Here’s what I know. There is always a reason to turn back. There’s always solid evidence that the comfort zone is the place to be. But the unfamiliar doesn’t get more comfortable until you step into it again and again. I figured I might as well start that process even without my shoes!
Learning…
Something else new that I’m preparing for is taking the Writing and Drawing Comics e-course with Summer Pierre. I’m so excited and totally nervous. At least the supplies are unintimidating: a composition book, some index cards, a Black Pilot Precise Pen (fine) and a Black Papermate Flair Pen (medium). I ordered the pens on Amazon and had the cards and the notebook on hand. I’m ready for class, Summer!
Reading…
If you watch Creative Living Bookshelf, you’ll know that I picked up this book quite a while ago, Plant Dreaming Deep by May Sarton.
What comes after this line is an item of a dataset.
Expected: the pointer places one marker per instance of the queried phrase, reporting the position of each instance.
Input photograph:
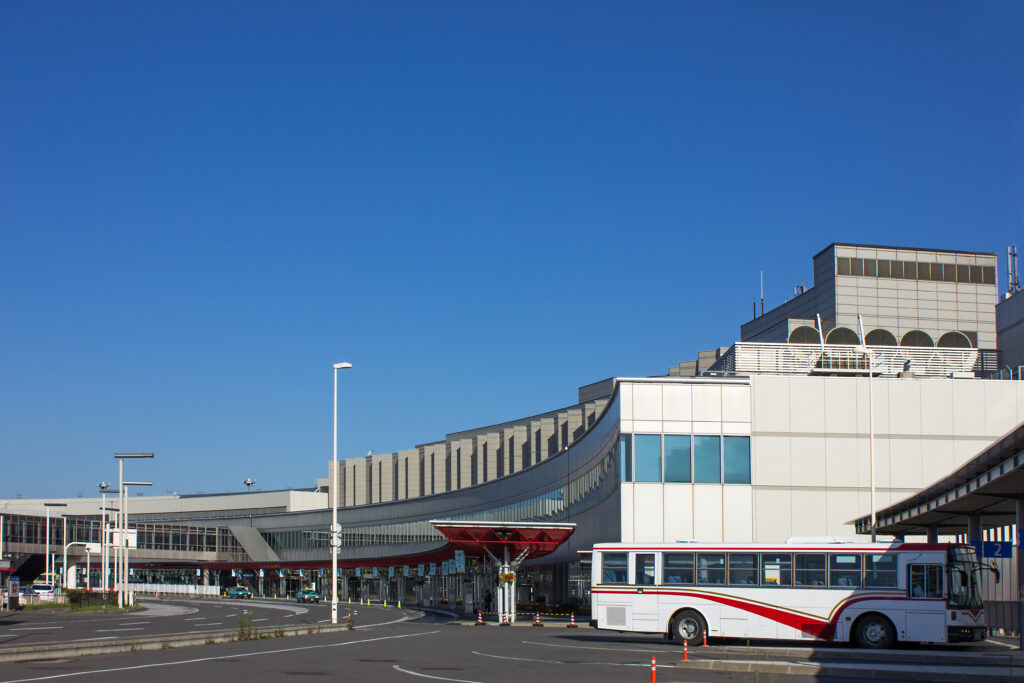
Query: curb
(169, 641)
(953, 673)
It takes me forever to work through a book. Right now at the far edge of winter, I couldn’t have been more delighted to read a chapter about the garden. When May describes her excitement about her morning tours, I feel excited by what is soon to come:
“From May on, I can hardly wait to get up to see what has happened overnight, for one of the pleasures of the garden is that something is always happening; it is not static even for a day. I go out by six-thirty and sometimes earlier, still in my pajamas and a wrapper, to take look around before breakfast.”
This is just what I do too when I take my camera to capture a #goodmorninggarden moment each day and share on Instagram and Facebook.
These days I’m looking longingly out the window, waiting for the snow to melt and for things to start sprouting and I’m not the only one.
Kittens…
Windows will always be a favourite spot for kittens. Our three seem to rotate between three favourites: the front window that looks onto the street, where I imagine they watch with amusement all of the people heading to work while they enjoy their life of luxury, the kitchen window, where they often perch with tails swishing, watching squirrels and birds flit by and elude them, and then the studio window, where they sometimes peer out at the sky, Shibumi, in particular, pawing at it as though the glass will give way and a whole new world will open up to her. I know that feeling too.
Thinking About…
And the other day I came across this, which has me thinking.
“In their book Art and Fear David Bayles and Ted Orland tell the story of a ceramics teacher who announced on the opening day of class that he was dividing the students into two groups. Half were told that they would be graded on quantity. On the final day of the term, the teacher said he would come to class with some scales and weigh the pots they had made. They would get an ‘A’ for 50 lbs of pots, a ‘B’ for 40 lbs, and so on. The other half would be graded on quality. They just had to bring along their one, perfect pot.
The results were emphatic: the works of highest quality were all produced by the group graded for quantity. As Bayles and Orland put it: ‘It seems that while the ‘quantity’ group was busily churning out piles of work—and learning from their mistakes—the ‘quality’ group had sat theorizing about perfection, and in the end had little more to show for their efforts than grandiose theories and a pile of dead clay.” Matthew Syed from Black Box Thinking
Does this resonate with your own experience? I’d certainly say that the last two years of having a regular art day has made all the difference for me, not only in developing my skills and confidence but also in loosening me up for learning. The more I make, the more I’m willing to experiment.
Prompts for Your Studio
- What practices will or do support your creative life? How might you start them, return to them or celebrate them?
- Move your body.
- Go anyway.
- Step outside your comfort zone.
- Take time to read.
- Take a moment to just look out your window and breathe.
- Experiment with quality over quantity. Notice the impact.
Not surprising that quantity won the quality scale (when the pots were made by students). Haven’t we heard that “practice makes perfect”?